Based on these considerations, we believe that the measures of merit we have reported in mss. #3321 are appropriate to validation at the frequency domains that are salient in last-millennium climate reconstruction of hemispheric/global averages. That high-frequency information has, at least some, relevance we do not argue, but we do strongly argue against using high-frequency-only measures as final arbiters of significance. To do so could result in throwing out demonstrably valid decadal/multi-decadal information, which we believe is a scientifically inappropriate waste of information.
Considerations Concerning the Requested Statistics and the RE Statistic
All of the requested statistics we have examined (the first four) isolate high-frequency (interannual) information on reconstruction performance. Each of the four measures is evaluated in this regard here. The RE statistic is evaluated in relation to the other statistics in (5).
1) The product moment correlation coefficient (r) Any arbitrary offset in the means of the series being compared leaves (r) completely unchanged, meaning that it can have either low or high values that are entirely unrelated to the low-frequency performance of the reconstructions.
2) The coefficient of efficiency (CE) In the case of CE, a related issue arises in that, by design, the mean of the period being examined is the standard against which deviations in the instrumental values are calculated (cf. (5) below). Thus, CE is incapable of measuring the ability of the reconstructions to detect changes in mean behavior (in relation to the calibration period mean) of the instrumental data being used for verification.
3) The sign test This test is, again by construction, a high-frequency-only statistic.

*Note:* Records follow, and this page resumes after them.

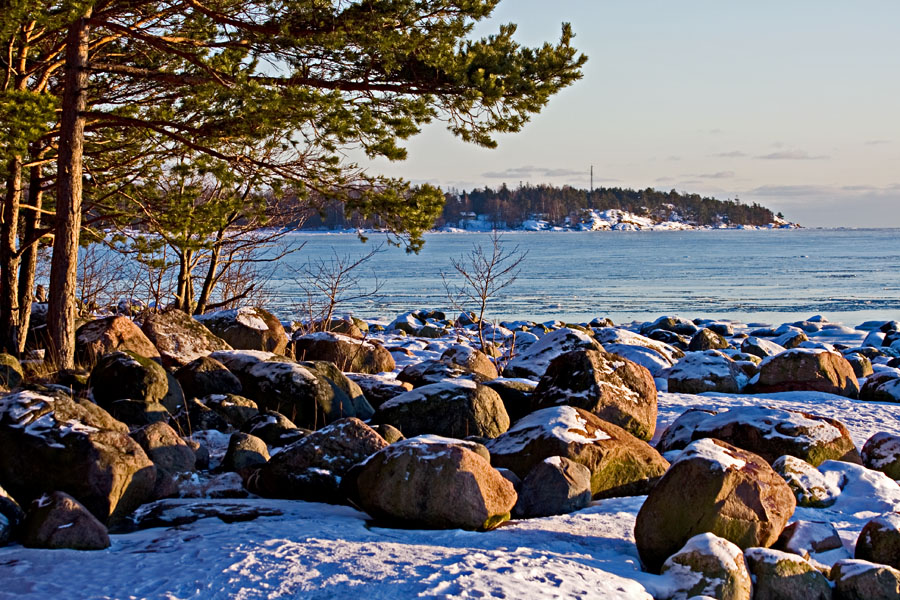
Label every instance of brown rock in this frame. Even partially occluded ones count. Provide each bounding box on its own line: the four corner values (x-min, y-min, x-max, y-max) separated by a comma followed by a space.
355, 436, 516, 530
752, 348, 859, 398
75, 316, 159, 365
22, 492, 109, 550
487, 406, 669, 498
634, 439, 796, 572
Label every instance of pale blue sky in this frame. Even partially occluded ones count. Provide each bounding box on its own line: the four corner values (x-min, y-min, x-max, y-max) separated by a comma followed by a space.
360, 0, 900, 227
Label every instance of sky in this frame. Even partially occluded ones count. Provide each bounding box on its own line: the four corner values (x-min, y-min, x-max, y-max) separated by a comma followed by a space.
358, 0, 900, 227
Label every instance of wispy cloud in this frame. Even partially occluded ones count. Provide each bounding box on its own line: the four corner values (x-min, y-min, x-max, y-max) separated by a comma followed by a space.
481, 165, 590, 179
756, 150, 828, 160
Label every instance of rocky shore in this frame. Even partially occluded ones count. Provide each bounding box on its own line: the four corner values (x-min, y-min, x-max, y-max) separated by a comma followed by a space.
0, 307, 900, 600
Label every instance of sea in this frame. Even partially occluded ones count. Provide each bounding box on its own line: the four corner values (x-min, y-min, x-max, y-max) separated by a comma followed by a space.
258, 229, 900, 326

It measures only year-to-year changes in the direction of sign of the reconstructions in relation to those of the actual values.

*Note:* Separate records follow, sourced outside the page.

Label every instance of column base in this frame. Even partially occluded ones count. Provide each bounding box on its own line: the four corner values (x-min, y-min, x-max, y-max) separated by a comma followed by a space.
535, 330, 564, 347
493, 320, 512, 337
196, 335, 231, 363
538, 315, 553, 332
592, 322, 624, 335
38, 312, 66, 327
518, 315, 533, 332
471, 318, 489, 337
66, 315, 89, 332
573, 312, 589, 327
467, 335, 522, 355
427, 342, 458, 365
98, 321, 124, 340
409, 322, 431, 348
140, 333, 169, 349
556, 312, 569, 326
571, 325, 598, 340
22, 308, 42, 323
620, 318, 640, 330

4) The product means test The product means test can also be a test that is insensitive to detection of changes in climate average behavior–depending on the mean values used for calculating the "cross-products of the actual and estimated yearly departures from their respective mean values" (Cook et al., 1994). If these means are both over the verification period, then again, this statistic is a high-frequency-only measure. It is this use that we expect from the context of the Cook et al. explanation.
5) The reduction of error statistic (RE) RE is identical to CE, with one exception. For a given period of interest, both subtract from one the ratio of the sum of squared residuals of reconstruction to the sum of squared deviations of the instrumental values from their mean. In the case of CE, as mentioned in (2), the mean for the instrumental values during the verification period is the verification-period mean itself. In the case of RE, the mean for the instrumental values during the verification period is the calibration-period mean. This difference allows the RE of verification to detect as useful information changes in the mean of the reconstructed values from the calibration-period mean. RE rewards this detection, and thus it can register as a valid reconstruction one that does lose some high frequency fidelity in the verification period, but which retains useful low-frequency fidelity in relation to offsets from the calibration period mean. Cook et al. discuss this "odd behavior" that a high-frequency test (they mention r2) can show poorer performance than RE in such a situation. However, this discussion is concerned with ensuring that high frequency reconstruction fidelity is the target of interest; conversely–and most importantly–the detection of differences of mean between the calibration and verification periods is not considered as a target of examination.
Concerning whether RE is "at issue" The requester mentions that the RE statistic is at issue, a claim that Dr. Ammann and I have shown is made moot by the results of our indirect tests in ms #3321. In addition, Dr. Ammann and I have shown in other material referenced in mss. #3321 that the analysis of McIntrye and McKitrick in GRL (2005)–which claims RE significance levels are improperly determined by Mann, Bradley, Hughes–is itself deeply flawed. Thus, the argument in the request is incorrectly put in this regard, and it also ignores that we do use an entirely separate statistic–the deviation from verification period mean. [my bold]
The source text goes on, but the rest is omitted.